The US budget crisis dominating global headlines can be divided into two parts. First there’s the shutdown of US government services, a threshold that has already been crossed, shuttering various federal agencies in the United States. This is not only with historical precedent (a Republican-controlled Congress shut the Clinton government down in 1995 for 28 days), but also predictable given the bitter bipartisan politics that have descended over Washington in the past few years.
But then there’s part two of the crisis: an October 17th deadline for raising the US debt ceiling. Here is an issue with consequences that could transcend domestic politics, whether or not the players involved care to acknowledge it. For an intensely bleak view as to what these consequences might entail, refer to the recently-released US Treasury Department report on the subject. The report describes a failure to raise the debt ceiling as a “catastrophic” event that would lead to a freeze in credit markets, a precipitous drop in the value of the US dollar, and a spike in interest rates, among other economic shocks. To be sure, this would be an event that sent shockwaves throughout the global economy.
With the economic stakes so high, it’s hard to imagine House Republicans forcing a US government default, especially over a position that isn’t supported by an overwhelming majority of US voters. Unsurprisingly, cracks are showing in the Republican caucus, and House Speaker John Boehner has been able to placate moderate Republicans thus far by passing ad hoc bills sending some government employees, such as those in the Department of Defense, back to work.
Yet on the other hand, domestic crises mirror international ones in the sense that, under pressure of time and events, the most rational course of action doesn’t always prevail. House Speaker Boehner has staked his own political fortunes on the outcome of this impasse, such that a Democrat-weighted political compromise might cost him his position and cast him as the latest victim of the growing ideological polarization of the Republican Party. Either way, a few financial institutions are quietly hedging their bets and purchasing US credit default swaps, contracts that would pay out around $3.4 billion in the event of a US default.
Even if the crisis heads towards its most likely resolution and the House Republicans blink at the last moment, damage is still being done to the US macroeconomic position.
Investor confidence is impacted by policy deadlock in Washington. Recall that it was a similar crisis in 2011 that led to Standard & Poor (S&P) stripping the United States of its AAA debt rating, and though S&P recently announced that it is not considering any further downgrade at present, the ratings agency also asserted that, “this sort of political brinkmanship is the dominant reason the rating is no longer AAA.”

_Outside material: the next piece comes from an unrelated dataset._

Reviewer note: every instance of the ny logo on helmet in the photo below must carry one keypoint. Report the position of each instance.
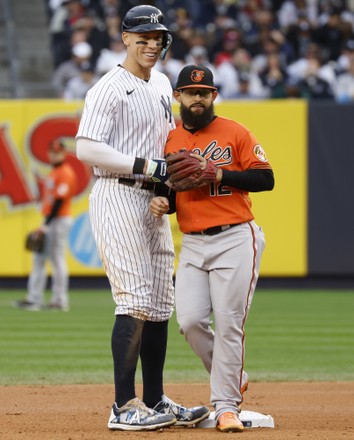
(154, 18)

Political brinkmanship and policy deadlock are not just concerns surrounding the (now annual) event of raising the US debt ceiling. If the political process is broken, and rational, bipartisan solutions cannot be found for some of the United States’ structural economic problems, then investors will come to doubt the infallibility of US debt and US Treasury yields will spike, creating fiscal difficulties for future US governments.

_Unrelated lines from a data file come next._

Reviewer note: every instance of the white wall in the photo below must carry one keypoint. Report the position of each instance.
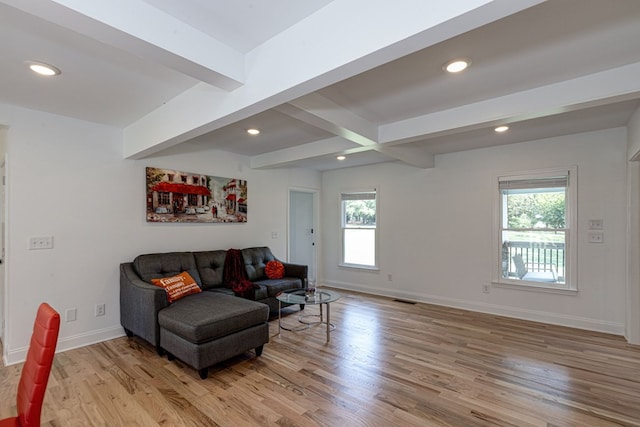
(633, 128)
(436, 230)
(633, 244)
(67, 178)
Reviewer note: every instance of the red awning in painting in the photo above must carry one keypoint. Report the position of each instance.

Treasury yields are a function of overall demand for US federal debt, demand that is driven by foreign purchasers such as Japan and China, and at the present moment, the Federal Reserve policy of quantitative easing, which is buying up around $85 billion worth of debt every month. The current mix of buyers is resulting in an interest rate of 2.4%, which is particularly low given the 20-year-average of 5.7%. If the current rate were to adjust upwards to the historical average, the US government would face a serious fiscal crunch. In fact, under many Congressional Budget Office (CBO) projections, the US government will face a fiscal reckoning at some point in the next decade. Outside factors such as investor confidence in US debt will merely determine the scope of this crisis; or put another way, whether it will even be possible for future governments to make their debt servicing payments.
Put into this perspective, though the current political impasse in the United States is unlikely to produce a US default, it still has macroeconomic effects that will manifest indirectly over the next decade. In the meantime, we can probably expect short-term volatility in global markets leading up to a deal sometime before, or immediately after, the October 17th deadline.